Con su sonrisa preocupada, Sonia empezaba a visualizar a Chris cada vez más como un caballero afable. Mientras eso sucedía, sentía como el peso sobre sus hombros iba desapareciendo. El hecho de que se hubiera relajado un poco físicamente lo demostraba. Sin embargo, todavía tenía preguntas. Sin mencionar que seguía asustada de la barba.

—Dijo que esto es por respeto a las últimas palabras de su abuelo, pero ¿no debería esa responsabilidad recaer en el mayor? —Preguntó Sonia.

—Tenemos una larga tradición de elegir servir como guerreros en mi familia. Quizás sea una señal de los tiempos que corren, pero algunos de mis hermanos decidieron dedicarse a otros campos en lugar de seguir el camino del soldado. Actualmente, mi hermano mayor y yo somos los únicos caballeros. Esto no le cayó bien a mi abuelo, así que, justo antes de morir, me ordenó que yo también siguiera con la tradición familiar. De esa manera, si algo nos pasara a mi hermano o a mí, seguiría esta no desaparecería.

—Ajá…

Después de escuchar una explicación tan apasionada, los hombros de Sonia se hundieron por la decepción. Cada lema familiar era único y había escuchado que ocasionalmente había algunos extraños que no tenían ningún sentido. En lo que respectaba a Sonia, el lema de los Cortot caía en el grupo de los raros.

¡Pero aun así…!

Si era el hombre con el que se iba a casar, tendría que pasar el resto de su vida con él. En ese caso, urgentemente, encarnizadamente, ¡desesperadamente quería que se afeitara esa barba!
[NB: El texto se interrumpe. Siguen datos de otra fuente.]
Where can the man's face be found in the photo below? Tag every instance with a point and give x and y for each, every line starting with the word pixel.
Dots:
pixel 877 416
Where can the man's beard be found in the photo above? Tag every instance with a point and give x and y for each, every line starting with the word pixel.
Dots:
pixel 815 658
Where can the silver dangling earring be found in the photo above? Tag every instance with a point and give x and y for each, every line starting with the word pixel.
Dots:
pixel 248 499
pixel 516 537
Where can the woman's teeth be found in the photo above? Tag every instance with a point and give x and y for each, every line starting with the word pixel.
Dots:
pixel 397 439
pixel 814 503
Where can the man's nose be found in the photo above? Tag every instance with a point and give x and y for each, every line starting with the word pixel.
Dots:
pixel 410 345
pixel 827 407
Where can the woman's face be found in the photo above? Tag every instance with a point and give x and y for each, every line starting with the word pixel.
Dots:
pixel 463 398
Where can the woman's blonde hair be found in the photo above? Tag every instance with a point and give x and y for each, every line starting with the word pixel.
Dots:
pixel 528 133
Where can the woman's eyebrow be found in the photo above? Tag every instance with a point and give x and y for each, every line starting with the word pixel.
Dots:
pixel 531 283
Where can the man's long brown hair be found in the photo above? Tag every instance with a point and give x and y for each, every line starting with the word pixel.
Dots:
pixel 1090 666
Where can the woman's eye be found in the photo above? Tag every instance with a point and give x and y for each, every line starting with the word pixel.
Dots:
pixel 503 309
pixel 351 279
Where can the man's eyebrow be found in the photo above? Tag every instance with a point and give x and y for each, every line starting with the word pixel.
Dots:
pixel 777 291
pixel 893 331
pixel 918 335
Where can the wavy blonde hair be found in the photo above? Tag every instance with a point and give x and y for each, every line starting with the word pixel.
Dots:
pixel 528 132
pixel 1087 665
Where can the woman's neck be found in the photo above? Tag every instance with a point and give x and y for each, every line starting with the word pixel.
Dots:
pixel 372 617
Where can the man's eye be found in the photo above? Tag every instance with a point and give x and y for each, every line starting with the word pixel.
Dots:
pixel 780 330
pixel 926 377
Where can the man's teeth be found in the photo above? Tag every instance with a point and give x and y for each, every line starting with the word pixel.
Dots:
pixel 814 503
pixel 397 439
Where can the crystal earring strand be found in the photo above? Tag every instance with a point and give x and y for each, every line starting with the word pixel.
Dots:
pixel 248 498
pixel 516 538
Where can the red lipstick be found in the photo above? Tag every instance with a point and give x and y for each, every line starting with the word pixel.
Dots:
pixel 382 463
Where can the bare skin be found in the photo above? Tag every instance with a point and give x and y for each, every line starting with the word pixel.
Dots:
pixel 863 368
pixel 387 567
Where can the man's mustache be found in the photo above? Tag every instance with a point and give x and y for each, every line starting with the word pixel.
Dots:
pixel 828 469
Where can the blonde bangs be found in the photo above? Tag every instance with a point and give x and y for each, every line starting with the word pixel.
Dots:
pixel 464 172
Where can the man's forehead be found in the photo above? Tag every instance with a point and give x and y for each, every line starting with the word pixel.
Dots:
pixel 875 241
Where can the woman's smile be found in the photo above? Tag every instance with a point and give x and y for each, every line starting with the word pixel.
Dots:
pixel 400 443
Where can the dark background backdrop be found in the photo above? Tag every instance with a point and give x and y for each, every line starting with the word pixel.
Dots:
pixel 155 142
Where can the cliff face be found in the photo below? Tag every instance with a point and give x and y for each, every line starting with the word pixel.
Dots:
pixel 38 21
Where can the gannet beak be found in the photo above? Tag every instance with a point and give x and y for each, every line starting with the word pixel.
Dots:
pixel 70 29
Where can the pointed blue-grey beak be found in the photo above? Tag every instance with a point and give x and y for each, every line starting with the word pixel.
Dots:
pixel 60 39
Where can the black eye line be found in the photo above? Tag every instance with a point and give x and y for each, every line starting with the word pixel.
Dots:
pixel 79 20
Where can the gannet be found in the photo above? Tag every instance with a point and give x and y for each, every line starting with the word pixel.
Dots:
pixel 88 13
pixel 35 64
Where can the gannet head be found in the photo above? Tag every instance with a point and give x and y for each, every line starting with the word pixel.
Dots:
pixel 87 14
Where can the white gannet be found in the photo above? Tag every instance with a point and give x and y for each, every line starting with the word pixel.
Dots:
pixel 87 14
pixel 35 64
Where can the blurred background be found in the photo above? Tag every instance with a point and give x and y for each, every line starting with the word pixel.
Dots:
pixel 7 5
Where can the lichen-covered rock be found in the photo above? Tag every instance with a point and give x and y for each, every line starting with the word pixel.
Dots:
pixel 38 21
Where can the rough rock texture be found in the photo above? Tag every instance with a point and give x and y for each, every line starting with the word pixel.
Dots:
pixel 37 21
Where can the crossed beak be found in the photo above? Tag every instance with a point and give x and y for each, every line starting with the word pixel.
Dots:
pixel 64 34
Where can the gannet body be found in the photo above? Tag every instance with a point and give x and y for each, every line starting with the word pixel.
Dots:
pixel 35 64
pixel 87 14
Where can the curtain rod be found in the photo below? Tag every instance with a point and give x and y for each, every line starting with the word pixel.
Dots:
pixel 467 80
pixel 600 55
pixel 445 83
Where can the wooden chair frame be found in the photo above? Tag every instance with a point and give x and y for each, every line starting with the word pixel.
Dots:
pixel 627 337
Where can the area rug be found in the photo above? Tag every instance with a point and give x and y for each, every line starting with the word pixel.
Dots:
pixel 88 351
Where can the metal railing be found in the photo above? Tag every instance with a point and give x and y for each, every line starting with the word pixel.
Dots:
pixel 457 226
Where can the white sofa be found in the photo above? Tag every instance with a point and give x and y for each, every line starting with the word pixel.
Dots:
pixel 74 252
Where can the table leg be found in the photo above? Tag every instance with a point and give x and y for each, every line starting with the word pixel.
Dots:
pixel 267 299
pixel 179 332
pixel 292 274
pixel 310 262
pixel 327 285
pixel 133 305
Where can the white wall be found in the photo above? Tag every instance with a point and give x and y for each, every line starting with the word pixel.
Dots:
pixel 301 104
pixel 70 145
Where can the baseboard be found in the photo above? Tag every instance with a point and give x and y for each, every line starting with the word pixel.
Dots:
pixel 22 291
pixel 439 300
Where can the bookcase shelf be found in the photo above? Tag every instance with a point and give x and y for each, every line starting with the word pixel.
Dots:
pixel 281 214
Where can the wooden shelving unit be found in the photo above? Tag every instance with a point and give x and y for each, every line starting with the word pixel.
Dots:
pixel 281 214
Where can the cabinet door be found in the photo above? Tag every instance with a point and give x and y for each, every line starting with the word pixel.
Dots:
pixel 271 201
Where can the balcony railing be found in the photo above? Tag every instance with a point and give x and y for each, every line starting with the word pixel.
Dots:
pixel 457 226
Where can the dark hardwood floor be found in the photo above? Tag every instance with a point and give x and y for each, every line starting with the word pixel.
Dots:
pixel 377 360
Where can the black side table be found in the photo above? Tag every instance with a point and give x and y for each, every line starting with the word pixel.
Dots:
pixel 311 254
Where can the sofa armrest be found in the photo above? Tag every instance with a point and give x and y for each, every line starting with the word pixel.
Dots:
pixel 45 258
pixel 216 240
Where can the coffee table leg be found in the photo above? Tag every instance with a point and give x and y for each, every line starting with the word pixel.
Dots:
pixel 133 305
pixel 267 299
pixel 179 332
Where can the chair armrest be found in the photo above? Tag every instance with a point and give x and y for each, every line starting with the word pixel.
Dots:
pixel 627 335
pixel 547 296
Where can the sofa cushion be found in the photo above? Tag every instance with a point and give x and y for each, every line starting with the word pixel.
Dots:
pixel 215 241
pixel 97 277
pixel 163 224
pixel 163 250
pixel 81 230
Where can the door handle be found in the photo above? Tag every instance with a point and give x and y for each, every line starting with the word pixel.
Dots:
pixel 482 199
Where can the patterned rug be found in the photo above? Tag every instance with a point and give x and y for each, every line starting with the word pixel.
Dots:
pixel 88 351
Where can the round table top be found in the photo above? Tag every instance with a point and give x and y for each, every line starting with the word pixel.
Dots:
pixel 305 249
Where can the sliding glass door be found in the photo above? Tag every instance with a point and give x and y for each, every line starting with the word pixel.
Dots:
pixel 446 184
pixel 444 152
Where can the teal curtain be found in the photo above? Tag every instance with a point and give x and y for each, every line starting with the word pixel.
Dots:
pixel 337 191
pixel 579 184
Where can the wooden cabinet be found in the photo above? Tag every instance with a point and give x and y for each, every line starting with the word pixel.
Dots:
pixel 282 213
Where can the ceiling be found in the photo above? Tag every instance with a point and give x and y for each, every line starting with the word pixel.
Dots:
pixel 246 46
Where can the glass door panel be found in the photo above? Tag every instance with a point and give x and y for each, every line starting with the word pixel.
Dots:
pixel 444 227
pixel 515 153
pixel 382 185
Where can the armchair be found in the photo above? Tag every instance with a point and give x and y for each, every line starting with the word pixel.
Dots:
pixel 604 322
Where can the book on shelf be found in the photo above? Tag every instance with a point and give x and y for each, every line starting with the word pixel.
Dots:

Sonia hizo acopio de valor y preguntó: —Um… en ese caso, ¿eso significa que no estaría dispuesto a afeitarse la barba?

—No, es el lema de mi familia, —se negó, cortándola rápidamente.

— ¿No está dispuesto a negociar?

—No, —dijo, volviendo a rechazar sin rodeos la idea.

La miró a los ojos con una expresión severa mientras la rechazaba en ambas ocasiones, sin dejarle a Sonia otra opción que susurrar dócilmente en derrota un —ya veo… —a la vez que bajaba la mirada.

Mientras escuchaba el sonido que hacían los cascos del caballo al golpear contra el suelo, Sonia luchaba desesperadamente contra el impulso de romper a llorar.

¿Por qué? ¿Por qué odio tanto su barba como para querer llorar?

Chrisford simplemente se sentó con los brazos cruzados, preguntándose cómo lidiar con la joven que se había encerrado en su concha.

Esto también es parte de mi deber. Lo siento mucho, princesa, se disculpó en su mente.